The University of Wolverhampton Science Park has this month completed a landmark solar photovoltaic project aimed at reducing the centre’s carbon emissions and promoting low carbon technologies.

Wolverhampton science Park was setup to support the development of innovative businesses working in science, technology and creative sectors, therefore a solar array will complement the ambitions of the park perfectly.

Herefordshire-based Caplor Energy was approached to design, install and commission a solar array that would help the science park become more self-sufficient. Caplor Energy designed a 49.59kWp solar PV array consisting of 261 solar panels and covering the equivalent of two tennis courts. The solar company estimates that the array will produce over 40,000kWh of electricity each year and save over 20 tonnes of CO2 in the process. The electricity generated by the solar array will be broadcast on a public display unit in the reception area of the Science Park.

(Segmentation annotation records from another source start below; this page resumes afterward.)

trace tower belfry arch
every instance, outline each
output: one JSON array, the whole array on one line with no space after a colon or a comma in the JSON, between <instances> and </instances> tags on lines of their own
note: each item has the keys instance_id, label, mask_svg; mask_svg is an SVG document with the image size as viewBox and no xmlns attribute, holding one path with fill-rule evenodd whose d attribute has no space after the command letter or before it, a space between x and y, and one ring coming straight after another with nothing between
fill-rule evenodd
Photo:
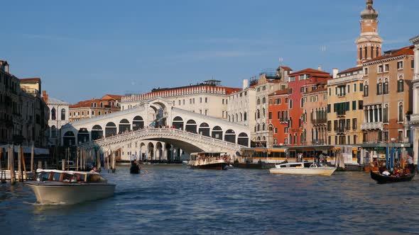
<instances>
[{"instance_id":1,"label":"tower belfry arch","mask_svg":"<svg viewBox=\"0 0 419 235\"><path fill-rule=\"evenodd\" d=\"M358 66L363 62L381 55L383 39L379 35L379 12L374 8L374 1L366 0L366 8L361 12L361 34L355 40Z\"/></svg>"}]
</instances>

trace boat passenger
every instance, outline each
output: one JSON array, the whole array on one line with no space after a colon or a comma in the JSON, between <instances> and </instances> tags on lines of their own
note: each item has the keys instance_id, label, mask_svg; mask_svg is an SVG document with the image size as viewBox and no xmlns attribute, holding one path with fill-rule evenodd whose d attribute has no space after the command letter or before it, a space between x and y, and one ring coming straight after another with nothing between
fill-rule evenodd
<instances>
[{"instance_id":1,"label":"boat passenger","mask_svg":"<svg viewBox=\"0 0 419 235\"><path fill-rule=\"evenodd\" d=\"M380 171L380 173L383 173L383 171L387 171L387 167L386 166L386 163L383 163L383 164L381 164L381 166L380 166L380 168L379 168L379 170Z\"/></svg>"},{"instance_id":2,"label":"boat passenger","mask_svg":"<svg viewBox=\"0 0 419 235\"><path fill-rule=\"evenodd\" d=\"M97 167L93 166L93 168L89 173L97 173Z\"/></svg>"},{"instance_id":3,"label":"boat passenger","mask_svg":"<svg viewBox=\"0 0 419 235\"><path fill-rule=\"evenodd\" d=\"M409 168L409 171L410 171L410 172L414 172L415 164L413 164L413 159L409 154L407 154L406 161L408 162L408 167Z\"/></svg>"}]
</instances>

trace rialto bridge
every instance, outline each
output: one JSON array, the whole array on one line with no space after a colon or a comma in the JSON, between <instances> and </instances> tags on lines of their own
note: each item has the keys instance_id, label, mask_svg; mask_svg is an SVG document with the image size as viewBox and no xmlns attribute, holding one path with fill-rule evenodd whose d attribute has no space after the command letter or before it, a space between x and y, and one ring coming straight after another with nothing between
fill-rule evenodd
<instances>
[{"instance_id":1,"label":"rialto bridge","mask_svg":"<svg viewBox=\"0 0 419 235\"><path fill-rule=\"evenodd\" d=\"M69 123L62 143L99 147L149 160L180 160L196 151L222 151L232 156L249 146L247 126L173 107L157 98L132 108Z\"/></svg>"}]
</instances>

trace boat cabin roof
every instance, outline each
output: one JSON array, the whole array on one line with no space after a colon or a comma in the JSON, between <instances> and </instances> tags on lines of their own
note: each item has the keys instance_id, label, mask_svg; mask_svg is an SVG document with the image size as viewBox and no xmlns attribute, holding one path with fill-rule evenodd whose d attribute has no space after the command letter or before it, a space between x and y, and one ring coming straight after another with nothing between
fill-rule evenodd
<instances>
[{"instance_id":1,"label":"boat cabin roof","mask_svg":"<svg viewBox=\"0 0 419 235\"><path fill-rule=\"evenodd\" d=\"M70 174L70 175L74 175L75 173L84 174L84 175L99 174L98 173L90 173L88 171L61 171L61 170L50 170L50 169L37 169L36 170L36 173L40 173L40 172L66 173Z\"/></svg>"}]
</instances>

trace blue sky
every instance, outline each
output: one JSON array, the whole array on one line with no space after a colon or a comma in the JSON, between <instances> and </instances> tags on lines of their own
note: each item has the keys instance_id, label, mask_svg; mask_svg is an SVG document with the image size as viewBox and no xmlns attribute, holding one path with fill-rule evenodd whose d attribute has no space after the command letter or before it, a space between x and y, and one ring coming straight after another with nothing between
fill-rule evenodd
<instances>
[{"instance_id":1,"label":"blue sky","mask_svg":"<svg viewBox=\"0 0 419 235\"><path fill-rule=\"evenodd\" d=\"M384 50L419 34L416 1L374 6ZM364 0L8 1L0 59L72 103L212 78L240 87L280 60L295 71L354 67L364 8Z\"/></svg>"}]
</instances>

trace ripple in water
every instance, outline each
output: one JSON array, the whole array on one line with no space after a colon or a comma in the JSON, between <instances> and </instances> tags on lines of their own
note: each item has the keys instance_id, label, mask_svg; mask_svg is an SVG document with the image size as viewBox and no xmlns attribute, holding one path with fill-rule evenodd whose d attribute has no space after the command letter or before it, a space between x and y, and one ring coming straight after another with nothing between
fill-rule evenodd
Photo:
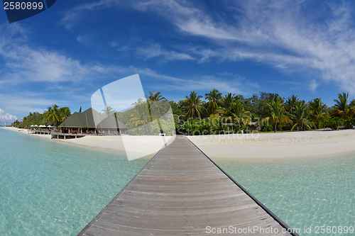
<instances>
[{"instance_id":1,"label":"ripple in water","mask_svg":"<svg viewBox=\"0 0 355 236\"><path fill-rule=\"evenodd\" d=\"M76 235L148 161L0 129L0 235Z\"/></svg>"},{"instance_id":2,"label":"ripple in water","mask_svg":"<svg viewBox=\"0 0 355 236\"><path fill-rule=\"evenodd\" d=\"M355 235L344 232L344 227L355 227L355 154L216 163L290 227L300 228L300 235ZM327 233L327 226L343 232ZM310 227L311 233L305 232Z\"/></svg>"}]
</instances>

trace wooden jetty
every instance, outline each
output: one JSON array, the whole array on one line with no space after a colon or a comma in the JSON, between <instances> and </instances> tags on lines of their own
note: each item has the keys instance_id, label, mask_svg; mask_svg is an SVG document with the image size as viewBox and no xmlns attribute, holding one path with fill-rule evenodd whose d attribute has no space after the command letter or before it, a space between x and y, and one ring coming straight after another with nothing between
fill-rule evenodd
<instances>
[{"instance_id":1,"label":"wooden jetty","mask_svg":"<svg viewBox=\"0 0 355 236\"><path fill-rule=\"evenodd\" d=\"M298 235L288 229L187 138L177 136L77 235L210 235L218 230Z\"/></svg>"}]
</instances>

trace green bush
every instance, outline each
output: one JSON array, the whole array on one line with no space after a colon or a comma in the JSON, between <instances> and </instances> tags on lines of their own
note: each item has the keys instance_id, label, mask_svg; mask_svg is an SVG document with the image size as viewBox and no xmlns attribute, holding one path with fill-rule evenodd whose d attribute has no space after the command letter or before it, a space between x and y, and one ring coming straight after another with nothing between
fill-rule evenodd
<instances>
[{"instance_id":1,"label":"green bush","mask_svg":"<svg viewBox=\"0 0 355 236\"><path fill-rule=\"evenodd\" d=\"M333 117L323 120L321 126L323 128L330 128L333 130L337 130L339 126L344 125L344 123L339 117Z\"/></svg>"}]
</instances>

Andrew Gilson, Director at the University’s Science Park said: “The science park was designed with sustainability in mind from the outset and so it makes perfect sense for us to now incorporate solar panels on the roof. We expect these solar panels to provide around 10 – 15 percent of the energy requirements of the Science Park.

Jamie Baldwin, Business Development Manager at Caplor Energy added: “We’re delighted to be working with the Science Park on this venture. Using solar PV generated electricity at Science Parks can be really effective. Most complexes have large roof spaces ideal for solar energy technologies and will almost always use all the electricity generated onsite thus maximising the energy and carbon savings.”